The tens of thousands of tons of seaweed that gather at the seaside exasperate every summer the tourists on the coast. The authorities and the companies that manage portions of the beach have taken energetic measures in the face of the green “attack”, spending a lot of money on equipment specialized in their collection. In some countries like Greece, seaweed is widely used in industry and biofuel production, bringing substantial income. In Romania, however, the national algae production goes directly to the landfill.
Algae have a number of features that makes them a good biological indicator of water quality: present and abundant in nearly all aquatic habitats. They are very sensitive to changes in the physicochemical nature of the water and many species present ecological requirements and tolerances well defined. There don’t seem to have preference to a certain type of substrate. They have a short development cycle and quickly colonize new habitats, so that changes at the community level show rapid responses to environmental changes.
Searching into the depths of a small entering in the Black Sea it is discovered that at a distance of 2-12 m from the water surface live 1-5 green algae species, 8-10 species brown algae and 10 to 12 species of red algae. At 25 m depth, green algae are no longer present, of brown algae survive only 5 species, and of the Red survive 8-10 species. If you are studying the water surface to the 2 m, you will find: about 20 species of green algae, 10 species of brown algae and 4-5 species of red algae. This allocation can be assigned to different penetration power through the layer of water of the different light radiation. The red radiation does not pass almost 34 m, while blue and green rays penetrate up to 500 m. But the green algae have a maximum absorption of the red light, and the red ones absorb green light.

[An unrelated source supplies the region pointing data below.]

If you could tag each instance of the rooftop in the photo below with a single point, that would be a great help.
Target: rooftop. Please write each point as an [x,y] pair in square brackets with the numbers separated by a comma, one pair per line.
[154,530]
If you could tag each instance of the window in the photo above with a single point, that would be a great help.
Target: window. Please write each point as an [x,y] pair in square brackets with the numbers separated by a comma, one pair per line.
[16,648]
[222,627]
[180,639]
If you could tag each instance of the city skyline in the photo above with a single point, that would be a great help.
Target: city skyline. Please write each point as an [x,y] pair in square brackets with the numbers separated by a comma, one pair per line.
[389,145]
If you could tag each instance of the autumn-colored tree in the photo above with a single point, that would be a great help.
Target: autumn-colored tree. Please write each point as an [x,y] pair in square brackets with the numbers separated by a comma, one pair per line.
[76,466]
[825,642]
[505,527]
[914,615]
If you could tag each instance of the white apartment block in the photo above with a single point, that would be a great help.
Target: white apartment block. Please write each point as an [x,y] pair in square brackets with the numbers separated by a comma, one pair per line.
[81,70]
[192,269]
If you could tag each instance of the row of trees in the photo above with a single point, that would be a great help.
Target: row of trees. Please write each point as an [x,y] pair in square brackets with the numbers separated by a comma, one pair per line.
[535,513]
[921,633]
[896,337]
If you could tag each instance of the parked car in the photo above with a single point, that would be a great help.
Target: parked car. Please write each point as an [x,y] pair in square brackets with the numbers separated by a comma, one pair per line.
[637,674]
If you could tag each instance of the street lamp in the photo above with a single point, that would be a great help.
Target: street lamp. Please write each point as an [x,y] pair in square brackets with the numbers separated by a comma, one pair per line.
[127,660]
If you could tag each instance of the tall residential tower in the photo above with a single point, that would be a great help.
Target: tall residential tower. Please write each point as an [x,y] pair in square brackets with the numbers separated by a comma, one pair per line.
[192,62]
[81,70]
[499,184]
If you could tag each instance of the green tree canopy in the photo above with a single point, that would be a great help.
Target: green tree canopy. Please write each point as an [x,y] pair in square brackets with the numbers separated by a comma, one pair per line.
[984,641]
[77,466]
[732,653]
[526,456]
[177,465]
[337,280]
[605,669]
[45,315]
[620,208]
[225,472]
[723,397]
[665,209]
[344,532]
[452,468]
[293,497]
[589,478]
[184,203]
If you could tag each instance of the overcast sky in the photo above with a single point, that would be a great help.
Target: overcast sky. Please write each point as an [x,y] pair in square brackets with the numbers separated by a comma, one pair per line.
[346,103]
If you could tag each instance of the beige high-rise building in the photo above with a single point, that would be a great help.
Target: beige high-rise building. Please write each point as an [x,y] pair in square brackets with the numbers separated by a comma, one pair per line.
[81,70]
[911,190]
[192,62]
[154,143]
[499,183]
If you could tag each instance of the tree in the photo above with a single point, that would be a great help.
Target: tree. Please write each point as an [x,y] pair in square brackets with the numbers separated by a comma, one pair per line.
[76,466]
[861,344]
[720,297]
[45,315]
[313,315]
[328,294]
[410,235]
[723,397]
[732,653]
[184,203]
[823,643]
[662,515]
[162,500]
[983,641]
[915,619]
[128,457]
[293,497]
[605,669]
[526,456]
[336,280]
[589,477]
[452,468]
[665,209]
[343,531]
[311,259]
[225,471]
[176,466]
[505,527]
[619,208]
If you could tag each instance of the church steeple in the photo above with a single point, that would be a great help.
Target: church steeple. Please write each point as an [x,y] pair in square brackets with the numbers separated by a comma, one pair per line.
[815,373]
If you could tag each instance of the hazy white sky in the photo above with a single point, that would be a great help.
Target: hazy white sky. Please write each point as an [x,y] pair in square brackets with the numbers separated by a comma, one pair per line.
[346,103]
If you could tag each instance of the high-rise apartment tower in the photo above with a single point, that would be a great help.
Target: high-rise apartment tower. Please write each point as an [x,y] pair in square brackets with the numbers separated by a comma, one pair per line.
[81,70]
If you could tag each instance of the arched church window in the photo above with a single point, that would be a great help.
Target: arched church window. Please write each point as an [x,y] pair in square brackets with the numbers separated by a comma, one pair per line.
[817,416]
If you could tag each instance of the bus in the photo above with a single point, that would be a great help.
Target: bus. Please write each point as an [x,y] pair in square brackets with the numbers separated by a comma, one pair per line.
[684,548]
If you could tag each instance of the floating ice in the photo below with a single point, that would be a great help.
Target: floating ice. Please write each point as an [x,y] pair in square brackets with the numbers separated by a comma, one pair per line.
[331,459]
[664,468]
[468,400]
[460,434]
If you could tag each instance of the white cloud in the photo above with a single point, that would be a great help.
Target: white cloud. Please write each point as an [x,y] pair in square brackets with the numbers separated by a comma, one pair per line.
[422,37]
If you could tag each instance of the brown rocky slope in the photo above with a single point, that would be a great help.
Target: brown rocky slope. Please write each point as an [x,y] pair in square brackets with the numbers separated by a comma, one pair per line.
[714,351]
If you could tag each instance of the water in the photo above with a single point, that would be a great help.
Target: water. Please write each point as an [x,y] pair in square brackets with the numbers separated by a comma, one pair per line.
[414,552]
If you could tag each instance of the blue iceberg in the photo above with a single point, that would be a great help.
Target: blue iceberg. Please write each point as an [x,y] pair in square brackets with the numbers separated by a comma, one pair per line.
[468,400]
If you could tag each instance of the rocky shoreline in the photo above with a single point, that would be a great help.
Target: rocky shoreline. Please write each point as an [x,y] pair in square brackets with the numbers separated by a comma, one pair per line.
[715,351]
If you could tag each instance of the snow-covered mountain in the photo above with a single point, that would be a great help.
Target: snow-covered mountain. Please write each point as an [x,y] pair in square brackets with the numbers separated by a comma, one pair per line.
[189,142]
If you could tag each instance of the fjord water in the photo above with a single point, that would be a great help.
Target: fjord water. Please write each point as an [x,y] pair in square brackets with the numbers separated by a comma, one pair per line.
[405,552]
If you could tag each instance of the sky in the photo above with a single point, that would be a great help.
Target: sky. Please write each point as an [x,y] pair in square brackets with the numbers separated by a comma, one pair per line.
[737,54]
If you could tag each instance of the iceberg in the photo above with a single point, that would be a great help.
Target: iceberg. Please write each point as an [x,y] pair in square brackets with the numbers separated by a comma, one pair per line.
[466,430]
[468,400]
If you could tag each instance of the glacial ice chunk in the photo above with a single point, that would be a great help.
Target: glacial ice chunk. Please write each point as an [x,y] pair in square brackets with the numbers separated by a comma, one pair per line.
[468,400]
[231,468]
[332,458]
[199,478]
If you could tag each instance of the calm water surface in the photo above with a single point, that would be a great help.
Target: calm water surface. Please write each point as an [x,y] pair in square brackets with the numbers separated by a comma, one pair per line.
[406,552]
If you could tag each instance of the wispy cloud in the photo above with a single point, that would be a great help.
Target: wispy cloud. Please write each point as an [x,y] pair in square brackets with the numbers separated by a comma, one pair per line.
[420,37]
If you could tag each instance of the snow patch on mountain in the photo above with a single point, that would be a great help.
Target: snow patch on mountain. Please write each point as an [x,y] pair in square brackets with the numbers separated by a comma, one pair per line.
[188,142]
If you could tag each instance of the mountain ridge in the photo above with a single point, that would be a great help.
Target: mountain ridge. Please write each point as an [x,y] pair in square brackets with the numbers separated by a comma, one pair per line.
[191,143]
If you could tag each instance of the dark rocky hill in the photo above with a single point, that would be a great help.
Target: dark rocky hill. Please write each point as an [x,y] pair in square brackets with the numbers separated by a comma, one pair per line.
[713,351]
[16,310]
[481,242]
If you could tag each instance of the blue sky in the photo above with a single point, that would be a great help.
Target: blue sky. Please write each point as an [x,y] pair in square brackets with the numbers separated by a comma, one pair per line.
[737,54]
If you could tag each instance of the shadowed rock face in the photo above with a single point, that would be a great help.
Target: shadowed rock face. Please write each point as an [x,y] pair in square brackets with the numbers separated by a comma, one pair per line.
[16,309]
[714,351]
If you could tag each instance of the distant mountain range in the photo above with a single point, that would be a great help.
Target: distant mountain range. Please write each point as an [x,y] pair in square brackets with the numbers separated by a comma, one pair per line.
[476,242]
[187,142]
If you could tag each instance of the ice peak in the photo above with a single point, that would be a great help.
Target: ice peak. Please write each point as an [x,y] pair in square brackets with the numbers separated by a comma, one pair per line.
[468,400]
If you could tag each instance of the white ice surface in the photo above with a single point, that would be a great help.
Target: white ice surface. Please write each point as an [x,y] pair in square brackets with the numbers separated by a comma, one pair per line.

Algae are an important agent in combating pollution and are already used worldwide in wastewater treatment, especially in the removal of nitrates and phosphorus. Their use has two major advantages over traditional practices: reducing the amount of chemicals and energy costs. These plants play an important role in many industries: textiles, aquaculture, pulp and paper, distillery, tobacco, food, chemical, patrochemical, pharmaceutical or metallurgical.
Algae can also be used as feed, as a fertilizer, but also in the process of isolating carbon dioxide, uranium and plutonium. However, the properties of marine plants do not stop at the curative effects and their important role in the biosphere. In the very near future, algae could become one of the main resources in biofuel production. In this sense, large companies have already begun to invest heavily in research.
The Romanian coast abounds in seaweed that could be exploited. Among the green ones, we have significant amounts of Ulva lactuca (sea salad), a common food in other parts of the globe. Red alga, for example, Porphyra leucosticta has a high content of vitamin C and natural carotenoids. These compounds have multiple uses in the pharmaceutical, cosmetic and food industries. Greed alga with its green pigment is a useful therapeutic agent, having extensive uses in the cosmetics industry (deodorant).
Contamination of the marine environment with domestic or industrial waters, accentuated during the summer season, when tourism is intense, has unfavorable consequences on algal vegetation, being one of the causes that led to the qualitative reduction of sensitive species, their place being taken by opportunistic green algae species, that are much more resistant to pollutants. They have a strong reproductive capacity and, once torn off by waves from the substrate, they generate deposits on the shore.
Excessive development of algae during the warm season (eutrophication) is considered a normal response to environmental conditions (high temperature and large amount of nutrients in the water, along with a favorable transparency of the photosynthesis process). The mere existence of macrophytes is an indication of the regeneration of the marine environment, and the presence of perennial species (capable of developing over several years), sensitive to changes in the marine environment, reflects a balance between chemical and physical factors in the marine environment.
An example of a perennial species is the brown alga Cystoseira barbata, which was estimated to live up to 20 years, reaching a size of about 1.5 m. Algae with special ecological value is protected within the Marine Reserve 2 Mai – Vama Veche , whose custodian has been the National Institute for Marine Research and Development “Grigore Antipa” in Constanța (INCDM) for over 10 years. In fact, INCDM periodically carries out macrophyte monitoring activities, by identifying new species, quantitative assessments, having a tradition in this regard for several decades.
Looking at the past, we can say that the algal populations on the Romanian coast have undergone radical changes over time, the most important being the decline of perennial species and species development opportunists, who have created over the decades undesirable events, materialized with the diminution of zoobental communities and fish, for which macroalgae represented the necessary habitat.
Currently, we can say that macroalgae also follow the trend of the entire Black Sea basin, that of regeneration, referring here to perennial species, able to truly sustain an underwater life, compared to the seasonal ones, with an ephemeral existence.